M. H. Abrams Undergraduate Thesis Prizes went to: Jessica Brofsky, “Telling the Story That Can’t Be Told: The Textual and Traumatic Afterlife of Ophelia”; Miranda E. Hawkins, “Donna and Madonna: Reading the Works of the Pearl Poet as a Retort to Dante”; and Nathaniel LaCelle-Peterson, “Situating S-Town: Narrative, Sound, New Media.”
The Arthur Lynn Andrews Prize graduate student winners were: 1st place, Remy Barnes for “Sweet Thing”; 2nd place, Shakarean Hutchinson for “How to Kill Pigs”; and honorable mention was awarded to Neal Giannone for “The Glory of Dirt.” The Arthur Lynn Andrews Prize undergraduate winners were: 1st place, Sonya Chyu for “If You’d Only Look”; 2nd place, Sylvia Onorato for “Tio”; and honorable mention was awarded to Summer Lopez Colorado for “Apricity: The Warmth of the Sun in Winter.”
The Barnes Shakespeare Prize winners were: 1st place, Patrick Kane for “‘Alas Poor World, What Treasure Hast Thou Lost!’: General Economy in Shakespeare's Venus and Adonis”; 2nd place, Daniel Jones for “Fluid Identities and False Dichotomies in Antony and Cleopatra”; 3rd place, Jessica Brofsky for “More Woes Than Words: The Unvoicing of Female Resistance in Lucrece and Titus Andronicus.”
The Robert Chasen Memorial Poetry Prize was awarded to: 1st place, undergraduate student Kevin Goh for “Assorted Poems”; 2nd place, graduate student Greg Brazeal for “Nature Poem No. 1, Nature Poem No. 4”; and honorable mention, to undergraduate student Laura Brigham for “Sandbridge, 2017 & Other Poems for Virginia.”

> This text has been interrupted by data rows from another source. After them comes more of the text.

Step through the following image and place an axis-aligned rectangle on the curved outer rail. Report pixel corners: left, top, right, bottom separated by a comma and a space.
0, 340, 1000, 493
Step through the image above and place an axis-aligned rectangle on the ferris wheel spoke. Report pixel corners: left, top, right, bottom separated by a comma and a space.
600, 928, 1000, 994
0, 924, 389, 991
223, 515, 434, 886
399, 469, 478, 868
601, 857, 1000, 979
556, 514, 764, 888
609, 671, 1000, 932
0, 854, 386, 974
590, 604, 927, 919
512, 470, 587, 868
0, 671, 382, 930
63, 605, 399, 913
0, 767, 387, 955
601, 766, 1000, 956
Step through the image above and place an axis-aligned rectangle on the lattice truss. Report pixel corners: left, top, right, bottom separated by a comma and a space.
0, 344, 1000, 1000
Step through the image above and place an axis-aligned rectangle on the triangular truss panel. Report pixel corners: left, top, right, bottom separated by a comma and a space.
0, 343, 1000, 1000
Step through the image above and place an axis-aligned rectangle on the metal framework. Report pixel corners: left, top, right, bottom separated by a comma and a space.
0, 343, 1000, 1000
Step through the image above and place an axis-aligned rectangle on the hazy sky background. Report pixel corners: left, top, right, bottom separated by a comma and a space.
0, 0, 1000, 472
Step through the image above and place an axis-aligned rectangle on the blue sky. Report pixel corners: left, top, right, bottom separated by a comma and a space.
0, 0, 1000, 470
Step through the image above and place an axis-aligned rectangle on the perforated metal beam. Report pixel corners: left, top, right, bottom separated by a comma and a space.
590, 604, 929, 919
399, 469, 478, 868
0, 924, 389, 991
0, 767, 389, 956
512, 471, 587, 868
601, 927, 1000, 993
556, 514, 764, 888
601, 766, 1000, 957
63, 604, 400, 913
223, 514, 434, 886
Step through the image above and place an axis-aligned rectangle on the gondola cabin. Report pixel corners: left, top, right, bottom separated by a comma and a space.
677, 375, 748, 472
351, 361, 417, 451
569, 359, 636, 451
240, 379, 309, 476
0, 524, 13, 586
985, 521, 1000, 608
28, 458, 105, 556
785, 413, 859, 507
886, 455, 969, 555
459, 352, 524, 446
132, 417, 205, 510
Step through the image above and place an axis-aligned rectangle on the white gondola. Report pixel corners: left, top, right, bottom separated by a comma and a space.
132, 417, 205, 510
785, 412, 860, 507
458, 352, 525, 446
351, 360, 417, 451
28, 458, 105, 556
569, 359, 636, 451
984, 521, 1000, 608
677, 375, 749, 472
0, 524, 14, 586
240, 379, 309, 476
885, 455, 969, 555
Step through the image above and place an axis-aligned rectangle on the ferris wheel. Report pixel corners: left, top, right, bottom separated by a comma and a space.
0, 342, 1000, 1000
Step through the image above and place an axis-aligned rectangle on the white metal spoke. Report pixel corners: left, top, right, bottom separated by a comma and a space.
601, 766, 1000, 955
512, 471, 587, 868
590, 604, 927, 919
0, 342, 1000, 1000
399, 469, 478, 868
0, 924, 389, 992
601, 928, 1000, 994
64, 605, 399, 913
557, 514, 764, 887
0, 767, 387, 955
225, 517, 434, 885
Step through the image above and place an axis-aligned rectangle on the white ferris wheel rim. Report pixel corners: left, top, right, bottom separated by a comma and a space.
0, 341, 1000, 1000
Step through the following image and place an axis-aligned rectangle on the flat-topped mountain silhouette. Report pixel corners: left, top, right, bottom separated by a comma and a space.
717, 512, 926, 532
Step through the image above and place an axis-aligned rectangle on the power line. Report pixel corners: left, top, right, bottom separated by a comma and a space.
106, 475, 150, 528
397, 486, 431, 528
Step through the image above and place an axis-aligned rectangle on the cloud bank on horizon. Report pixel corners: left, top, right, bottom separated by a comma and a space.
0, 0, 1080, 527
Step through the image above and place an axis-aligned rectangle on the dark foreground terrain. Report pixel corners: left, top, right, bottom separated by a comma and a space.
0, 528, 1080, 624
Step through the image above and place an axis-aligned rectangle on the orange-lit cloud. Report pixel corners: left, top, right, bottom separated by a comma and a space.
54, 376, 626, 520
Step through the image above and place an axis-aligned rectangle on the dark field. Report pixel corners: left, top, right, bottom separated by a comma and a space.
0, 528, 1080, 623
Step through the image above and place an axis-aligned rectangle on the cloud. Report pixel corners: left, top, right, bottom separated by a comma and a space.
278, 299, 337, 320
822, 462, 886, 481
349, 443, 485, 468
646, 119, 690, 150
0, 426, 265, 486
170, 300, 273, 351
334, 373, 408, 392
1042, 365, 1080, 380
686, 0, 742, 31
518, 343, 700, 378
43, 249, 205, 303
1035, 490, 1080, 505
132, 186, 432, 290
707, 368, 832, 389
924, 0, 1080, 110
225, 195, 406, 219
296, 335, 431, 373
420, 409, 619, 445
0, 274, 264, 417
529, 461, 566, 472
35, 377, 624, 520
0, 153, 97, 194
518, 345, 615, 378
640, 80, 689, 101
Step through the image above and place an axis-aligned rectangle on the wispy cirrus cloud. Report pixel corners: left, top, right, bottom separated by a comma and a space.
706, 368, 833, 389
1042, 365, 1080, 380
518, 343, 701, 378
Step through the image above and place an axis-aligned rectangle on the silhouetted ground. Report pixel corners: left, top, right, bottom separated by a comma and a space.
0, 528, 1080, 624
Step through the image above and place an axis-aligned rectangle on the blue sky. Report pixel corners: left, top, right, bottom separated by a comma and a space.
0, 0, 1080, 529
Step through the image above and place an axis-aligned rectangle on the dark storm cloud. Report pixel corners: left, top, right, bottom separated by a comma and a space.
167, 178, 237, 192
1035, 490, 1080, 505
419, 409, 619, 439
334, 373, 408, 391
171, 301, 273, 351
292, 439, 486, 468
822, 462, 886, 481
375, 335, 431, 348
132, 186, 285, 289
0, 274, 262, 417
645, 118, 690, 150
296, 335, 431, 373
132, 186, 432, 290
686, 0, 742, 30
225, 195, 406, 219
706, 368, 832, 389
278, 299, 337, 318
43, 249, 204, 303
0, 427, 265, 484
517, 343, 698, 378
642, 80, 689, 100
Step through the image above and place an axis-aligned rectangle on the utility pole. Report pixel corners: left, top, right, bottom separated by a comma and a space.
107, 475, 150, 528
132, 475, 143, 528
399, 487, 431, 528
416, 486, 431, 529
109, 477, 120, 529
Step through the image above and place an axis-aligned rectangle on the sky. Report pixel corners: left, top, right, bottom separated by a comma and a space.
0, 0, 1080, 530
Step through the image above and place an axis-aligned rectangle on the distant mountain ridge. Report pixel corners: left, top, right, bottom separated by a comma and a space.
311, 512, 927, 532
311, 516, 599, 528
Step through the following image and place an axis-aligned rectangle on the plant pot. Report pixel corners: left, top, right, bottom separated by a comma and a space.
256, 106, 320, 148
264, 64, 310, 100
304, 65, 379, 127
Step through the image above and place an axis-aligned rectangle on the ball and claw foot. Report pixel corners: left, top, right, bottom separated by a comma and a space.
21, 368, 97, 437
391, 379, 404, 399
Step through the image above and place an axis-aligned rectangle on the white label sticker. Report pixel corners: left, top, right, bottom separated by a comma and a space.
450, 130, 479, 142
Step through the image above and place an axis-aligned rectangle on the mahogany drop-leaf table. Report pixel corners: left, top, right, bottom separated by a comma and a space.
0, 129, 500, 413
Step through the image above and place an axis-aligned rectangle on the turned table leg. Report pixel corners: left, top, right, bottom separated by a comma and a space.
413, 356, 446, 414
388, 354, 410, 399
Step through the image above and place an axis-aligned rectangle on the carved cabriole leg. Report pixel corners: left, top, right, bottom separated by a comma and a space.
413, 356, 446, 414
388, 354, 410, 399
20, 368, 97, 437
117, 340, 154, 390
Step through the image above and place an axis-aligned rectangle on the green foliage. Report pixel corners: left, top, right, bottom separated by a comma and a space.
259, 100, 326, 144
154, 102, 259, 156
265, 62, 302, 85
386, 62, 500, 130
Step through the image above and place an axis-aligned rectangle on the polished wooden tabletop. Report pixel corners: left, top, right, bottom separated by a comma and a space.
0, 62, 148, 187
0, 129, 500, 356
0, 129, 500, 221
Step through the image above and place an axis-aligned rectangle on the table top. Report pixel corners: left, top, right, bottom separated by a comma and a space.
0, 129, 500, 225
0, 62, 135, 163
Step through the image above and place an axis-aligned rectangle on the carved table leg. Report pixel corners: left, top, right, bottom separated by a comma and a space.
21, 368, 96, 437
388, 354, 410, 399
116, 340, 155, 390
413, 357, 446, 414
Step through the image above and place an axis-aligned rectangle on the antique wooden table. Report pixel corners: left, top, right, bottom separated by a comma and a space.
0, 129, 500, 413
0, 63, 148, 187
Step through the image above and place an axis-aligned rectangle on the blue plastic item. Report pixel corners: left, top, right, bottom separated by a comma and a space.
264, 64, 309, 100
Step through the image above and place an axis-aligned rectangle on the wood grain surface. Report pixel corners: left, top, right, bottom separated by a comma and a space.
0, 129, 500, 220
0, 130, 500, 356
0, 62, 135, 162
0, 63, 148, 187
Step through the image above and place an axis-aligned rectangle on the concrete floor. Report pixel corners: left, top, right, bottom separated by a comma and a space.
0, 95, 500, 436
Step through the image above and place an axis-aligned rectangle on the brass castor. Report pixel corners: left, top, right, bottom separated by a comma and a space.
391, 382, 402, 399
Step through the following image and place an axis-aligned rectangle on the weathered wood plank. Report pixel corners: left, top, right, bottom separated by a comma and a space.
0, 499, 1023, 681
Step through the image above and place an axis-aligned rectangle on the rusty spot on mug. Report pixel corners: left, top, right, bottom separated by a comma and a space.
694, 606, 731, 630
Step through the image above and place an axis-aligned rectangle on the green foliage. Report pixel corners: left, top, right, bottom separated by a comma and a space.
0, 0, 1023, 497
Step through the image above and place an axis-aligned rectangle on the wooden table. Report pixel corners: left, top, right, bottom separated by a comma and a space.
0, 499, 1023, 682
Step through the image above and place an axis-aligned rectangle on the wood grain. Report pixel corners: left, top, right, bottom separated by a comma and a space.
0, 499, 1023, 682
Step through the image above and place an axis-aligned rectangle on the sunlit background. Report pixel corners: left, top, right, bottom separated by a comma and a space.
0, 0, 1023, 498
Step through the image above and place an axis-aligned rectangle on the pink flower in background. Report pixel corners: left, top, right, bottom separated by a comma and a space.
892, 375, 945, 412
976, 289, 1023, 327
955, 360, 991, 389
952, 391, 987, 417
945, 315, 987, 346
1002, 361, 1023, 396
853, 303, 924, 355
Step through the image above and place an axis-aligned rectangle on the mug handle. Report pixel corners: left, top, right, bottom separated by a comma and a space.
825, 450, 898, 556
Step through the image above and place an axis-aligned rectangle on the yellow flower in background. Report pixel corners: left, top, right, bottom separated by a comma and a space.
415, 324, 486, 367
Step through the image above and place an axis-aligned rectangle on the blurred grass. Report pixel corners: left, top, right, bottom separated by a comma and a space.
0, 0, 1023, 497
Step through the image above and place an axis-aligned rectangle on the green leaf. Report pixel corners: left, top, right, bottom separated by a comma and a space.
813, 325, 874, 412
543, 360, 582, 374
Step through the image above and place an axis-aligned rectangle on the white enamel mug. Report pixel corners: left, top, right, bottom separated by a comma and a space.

The Corson-Browning Poetry Prize was awarded to graduate student Olivia Milroy Evans for “Teichoscopia” and undergraduate student Katherine Pyne-Jaeger for “Landscape and Other Poems.” Honorable mention was awarded to undergraduate student Zachary de Stefan for “Comorbid and 7 Others.”
The George Harmon Coxe Award in American Literature was awarded to Rachel Whalen for “The Poetry of Progress: Albery A. Whitman and the Reconstruction of Racial Identity.”
The Dorothy Sugarman Poetry Prize was awarded to undergraduate student Megan Lee for “Half-Deer Half-Venus Flytrap” and honorable mention was awarded to Chi Kyu Lee for “Stuck Between Always and Never.”
The Moses Coit Tyler Award for the best essay by a graduate or undergraduate student in the fields of American History, literature, or folklore went to graduate students Gabriella Friedman for “‘The Tunnel That No One Had Made’: Colson Whitehead’s Infrastructural Speculation” and Katherine Thorsteinson for “Unsettling the Grounds of European-Indigenous Contact: Givenness, Forgetfulness, and Canadian Prairie Literature.”
In addition to these departmentally-bestowed honors, we would like to congratulate Marquis Bey, who has been awareded a 2018 Ford Foundation Dissertation Fellowship, and Nasrin Olla, who has been awarded a Charlotte W. Newcombe Doctoral Dissertation Fellowship. Samuel Lagasse has been awarded a Critical Language Scholarship from the U.S. Department of State's Bureau of Educational and Cultural Affairs to study Bangla in Kolkata, India for study during summer 2018. Also, Gabriella Friedman has been awarded a Huntington Fellowship to conduct research in the Octavia E. Butler Papers and Jonathan Reinhardt was awarded a Huntington Library Exchange Fellowship to Lincoln College, University of Oxford, for July.